Click to See Complete Forum and Search --> : Do you agree that my code is able to generate the most unique random string?
phproy
12-23-2004, 08:34 AM
Hi guys,
I am trying to create a function to generate unique random number.
As we all know, time is the most unique variable ever, so I try to base my code on time.
$id = md5(uniqid(microtime(), true));
echo dechex(crc32($id));
I used crc32 to make the string shorter. And I am only going to use this function on 1 website so it will be impossible to get a duplicate of the microtime().
I have looped this 10000 times and every generated string is different. I want to know if you guys will agree with me that this is 99.99% foolproof.
:D
laserlight
12-23-2004, 09:06 AM
If you want the unique part to be foolproof, then check the existing numbers generated for a match.
uniqid() already uses the current time, perhaps you could use rand(), or the Mersenne Twister pseudo-random number generator instead, with mt_rand()?
e.g.
$id = sha1(uniqid(mt_rand(), true));
If you really want random numbers, look for something like your own implementation of HotBits (http://www.fourmilab.ch/hotbits/), though even then there are doubts pertaining to bias in the reference implementation.
phproy
12-23-2004, 09:46 AM
There is no way I can track the generated strings in my situation.

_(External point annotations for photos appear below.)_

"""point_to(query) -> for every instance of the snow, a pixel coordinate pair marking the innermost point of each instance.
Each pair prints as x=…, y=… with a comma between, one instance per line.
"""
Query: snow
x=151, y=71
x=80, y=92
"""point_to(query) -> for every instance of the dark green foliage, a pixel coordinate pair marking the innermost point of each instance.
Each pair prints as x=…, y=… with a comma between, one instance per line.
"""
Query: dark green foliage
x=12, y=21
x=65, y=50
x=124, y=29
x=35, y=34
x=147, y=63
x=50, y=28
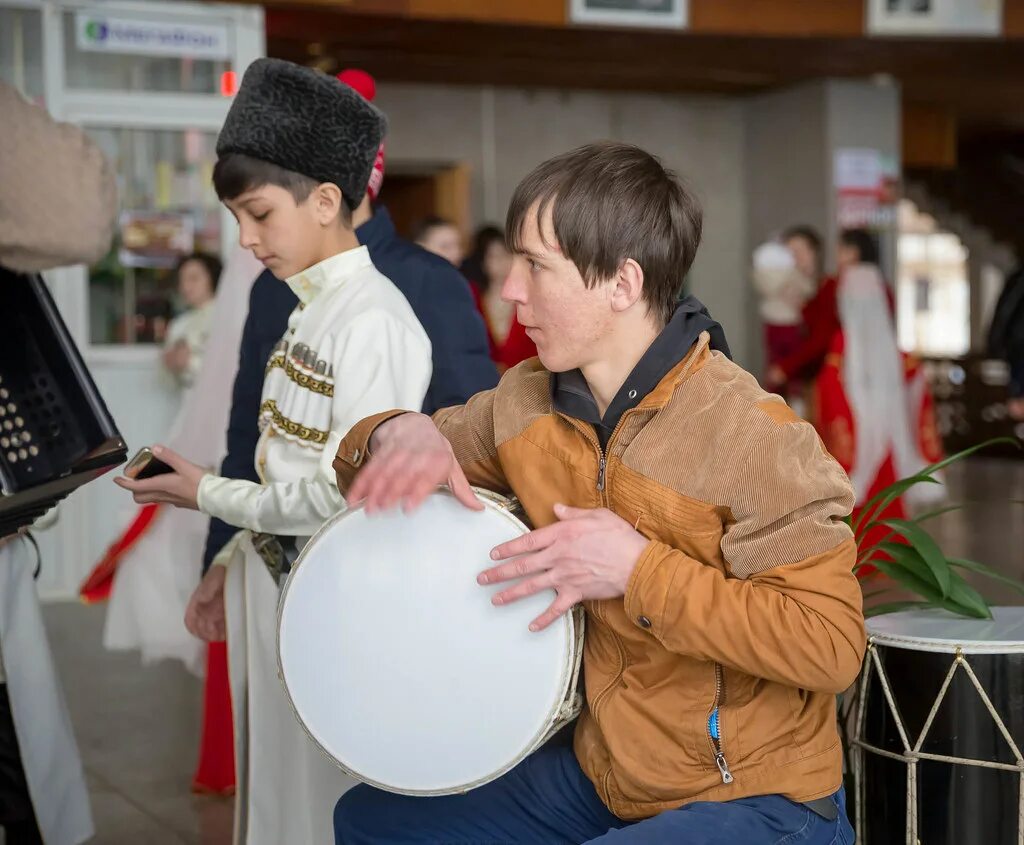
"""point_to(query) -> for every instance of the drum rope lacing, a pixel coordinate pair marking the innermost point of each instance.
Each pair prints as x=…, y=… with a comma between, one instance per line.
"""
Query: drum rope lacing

Anyway is the function below 99.9% foolproof?
$id = sha1(uniqid(mt_rand(), true));
I tried reading hotbits but it is seriously hurting my brain.
laserlight
12-23-2004, 09:59 AM
Anyway is the function below 99.9% foolproof?

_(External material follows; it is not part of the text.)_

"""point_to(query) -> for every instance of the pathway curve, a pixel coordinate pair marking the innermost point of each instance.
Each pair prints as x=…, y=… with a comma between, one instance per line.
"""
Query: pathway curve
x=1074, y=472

If you're taking a substring of the SHA1 hash, then maybe not.
But if you're using the full SHA1 hash, then it probably is more collision-resistant than MD5.
phproy
12-23-2004, 10:06 AM
If SHA1 is so collision resistant, then why is everybody using MD5 for authentication scripts?

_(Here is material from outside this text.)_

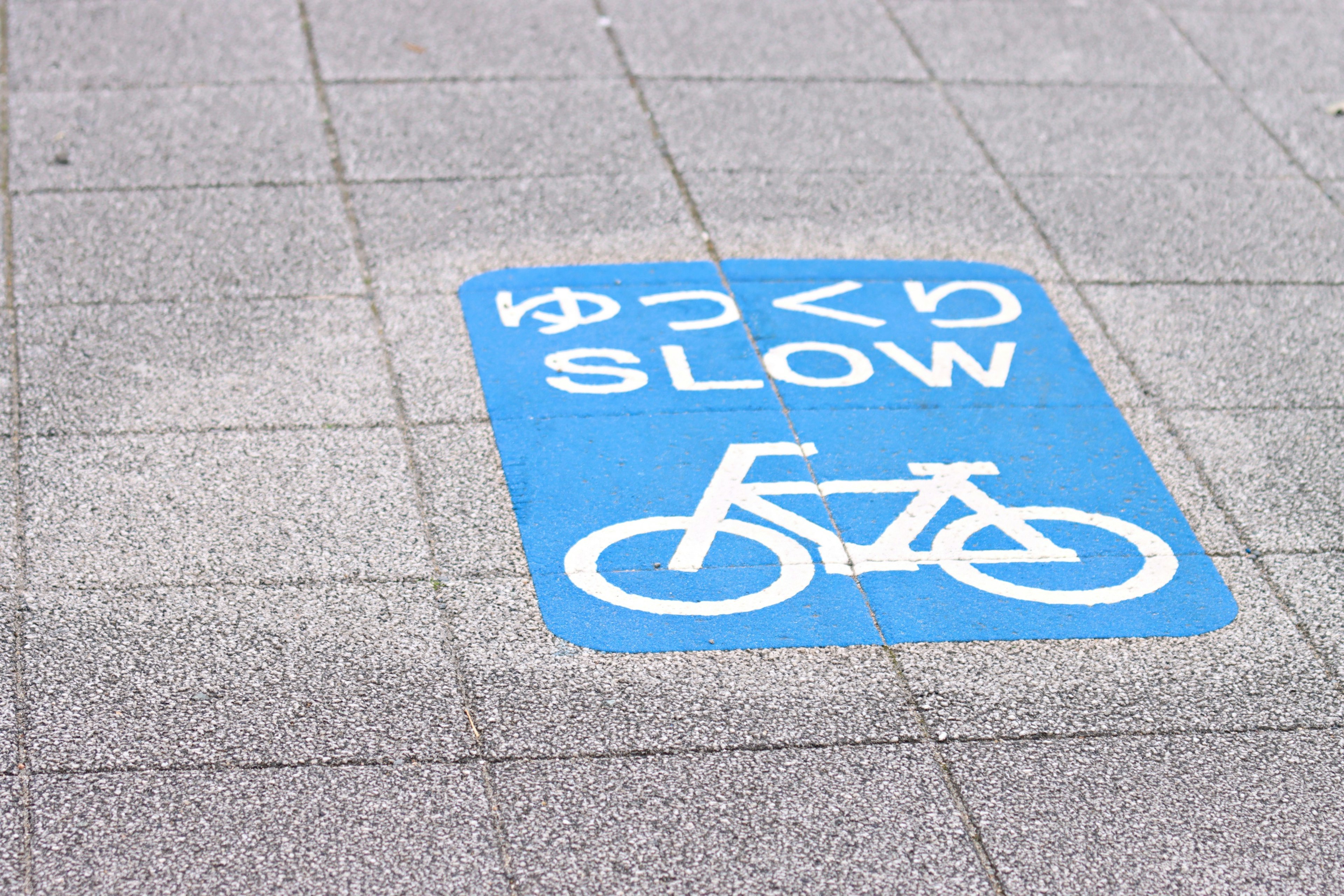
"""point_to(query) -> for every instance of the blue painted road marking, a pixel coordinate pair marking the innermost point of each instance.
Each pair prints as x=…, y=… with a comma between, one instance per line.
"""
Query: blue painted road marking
x=822, y=453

And is there any easier way to generate a 10 chars unique random numbers than using hotbits?
laserlight
12-23-2004, 10:38 AM
If SHA1 is so collision resistant, then why is everybody using MD5 for authentication scripts?
1. MD5 is faster than SHA1
2. MD5 is also pretty collision resistant, just that some parts of it have been shown to be not so
3. The reasons behind revising SHA to SHA1 was not published
4. sha1() is only available from PHP 4.3.0 onwards
And is there any easier way to generate a 10 chars unique random numbers than using hotbits?
The problem is uniqueness.
If you cant check, you'll never know.
phproy
12-23-2004, 10:49 AM
Daaaaaaaaaaaamn.....
How did you manage to get those details?
Even after loitering at at php.net for months I have never read about info like that. There must be some PHP inner circle thing going on.
Originally posted by laserlight
1. MD5 is faster than SHA1
2. MD5 is also pretty collision resistant, just that some parts of it have been shown to be not so
3. The reasons behind revising SHA to SHA1 was not published
4. sha1() is only available from PHP 4.3.0 onwards
laserlight
12-23-2004, 11:15 AM
How did you manage to get those details?
Even after loitering at at php.net for months I have never read about info like that. There must be some PHP inner circle thing going on.
Aside from #4 the rest have little to do with PHP, but are related to cryptography instead.
Weedpacket
12-24-2004, 04:28 AM
$id = sha1(uniqid(mt_rand(), true));
If it's uniqueness you want then you might as well just go
$id = uniqid(mt_rand(),true);
sha1() is deterministic, and so doesn't add any information (i.e., increase "uniqueness" if you want to commit the semantic crime of quantifying an absolute). In fact, although it is pretty unlikely, there is a chance that it will destroy information, so that there are fewer possible strings as a result. (Actually, it may be impossible for the range of strings that uniqid() produces, but I haven't seen a proof.)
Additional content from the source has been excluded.